General Cinema Corp. joined Disney in side-stepping impending tax hikes by giving its chief executive an early raise.
The Chestnut Hill, Mass.
-based theater chain added $ 2.8 million to Robert Tarr’s pay packet by accelerating the vesting of restricted stock awarded to him earlier, according to its proxy statement.
The action follows the Walt Disney Co. move in December giving chairman Michael Eisner and president Frank Wells a total pretax profit of more than $ 187 million by cashing in low-cost stock options on about 6.6 million shares and selling 5.1 million of them.
GCC disclosed in its proxy that in December it immediately vested 88,800 restricted shares granted to Tarr, adding $ 2,830,500 to his cash compensation of $ 1,925,000 for the year. The company took this action in part to preserve tax benefits which might be lost in the future in the event certain tax policies are enacted into law, GCC said in its proxy. The restricted shares previously were to have become vested over five years, a GCC spokesman said.

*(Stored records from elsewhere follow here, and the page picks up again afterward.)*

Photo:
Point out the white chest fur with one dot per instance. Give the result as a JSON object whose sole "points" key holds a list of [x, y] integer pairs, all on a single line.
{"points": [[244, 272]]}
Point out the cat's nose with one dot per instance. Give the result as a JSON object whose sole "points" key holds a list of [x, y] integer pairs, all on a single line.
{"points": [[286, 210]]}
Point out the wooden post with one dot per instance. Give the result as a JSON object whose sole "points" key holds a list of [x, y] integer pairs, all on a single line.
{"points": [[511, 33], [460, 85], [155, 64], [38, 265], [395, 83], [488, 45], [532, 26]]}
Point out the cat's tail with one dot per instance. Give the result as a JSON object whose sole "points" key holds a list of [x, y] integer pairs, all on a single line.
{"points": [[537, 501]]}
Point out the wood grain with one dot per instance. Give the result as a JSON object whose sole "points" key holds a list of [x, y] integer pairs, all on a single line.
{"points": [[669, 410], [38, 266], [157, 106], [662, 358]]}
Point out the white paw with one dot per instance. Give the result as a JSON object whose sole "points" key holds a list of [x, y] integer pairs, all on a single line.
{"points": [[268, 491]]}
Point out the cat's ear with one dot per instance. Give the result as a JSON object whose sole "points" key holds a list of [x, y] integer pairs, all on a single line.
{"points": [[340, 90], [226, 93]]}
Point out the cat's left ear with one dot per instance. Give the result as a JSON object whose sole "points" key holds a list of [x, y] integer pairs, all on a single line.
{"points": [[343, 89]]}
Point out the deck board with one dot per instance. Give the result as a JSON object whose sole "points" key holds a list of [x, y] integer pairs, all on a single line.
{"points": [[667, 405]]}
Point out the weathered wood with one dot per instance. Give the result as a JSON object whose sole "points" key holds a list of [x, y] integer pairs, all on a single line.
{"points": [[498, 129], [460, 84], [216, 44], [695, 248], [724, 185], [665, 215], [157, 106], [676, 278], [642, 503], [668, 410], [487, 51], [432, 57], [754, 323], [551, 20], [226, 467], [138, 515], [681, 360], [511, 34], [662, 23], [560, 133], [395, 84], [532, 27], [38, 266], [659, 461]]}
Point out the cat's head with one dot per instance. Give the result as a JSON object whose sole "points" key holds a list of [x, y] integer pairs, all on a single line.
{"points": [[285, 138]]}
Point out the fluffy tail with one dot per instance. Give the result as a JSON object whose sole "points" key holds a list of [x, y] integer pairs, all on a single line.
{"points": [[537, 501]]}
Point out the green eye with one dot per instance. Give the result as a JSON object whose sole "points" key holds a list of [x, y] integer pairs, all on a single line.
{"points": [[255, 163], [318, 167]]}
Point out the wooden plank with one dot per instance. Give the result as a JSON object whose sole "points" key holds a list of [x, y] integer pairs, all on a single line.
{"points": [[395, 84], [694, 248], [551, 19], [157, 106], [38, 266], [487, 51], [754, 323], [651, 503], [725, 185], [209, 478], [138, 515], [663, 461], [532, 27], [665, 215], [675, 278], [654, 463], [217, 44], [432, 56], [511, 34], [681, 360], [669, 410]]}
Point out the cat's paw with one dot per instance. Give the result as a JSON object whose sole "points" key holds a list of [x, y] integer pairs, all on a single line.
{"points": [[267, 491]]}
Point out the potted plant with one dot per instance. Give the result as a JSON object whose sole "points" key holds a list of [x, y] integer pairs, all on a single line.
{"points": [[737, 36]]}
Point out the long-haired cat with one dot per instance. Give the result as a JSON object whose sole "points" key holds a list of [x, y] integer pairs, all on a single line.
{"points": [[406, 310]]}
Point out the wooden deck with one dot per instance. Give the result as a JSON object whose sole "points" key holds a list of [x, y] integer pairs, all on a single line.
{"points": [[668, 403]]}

The spokesman added that President Clinton has indicated his administration may eliminate corporate deductions for restricted stock awards to employees that exceed a certain amount, perhaps $ 1 million. Companies sometimes give restricted stock, which gradually becomes vested over time, to top executives as an incentive for them to stay until the stock is vested.
The GCC spokesman said that despite the immediate vesting of Tarr’s restricted stock, he has many other incentives to stay at the company.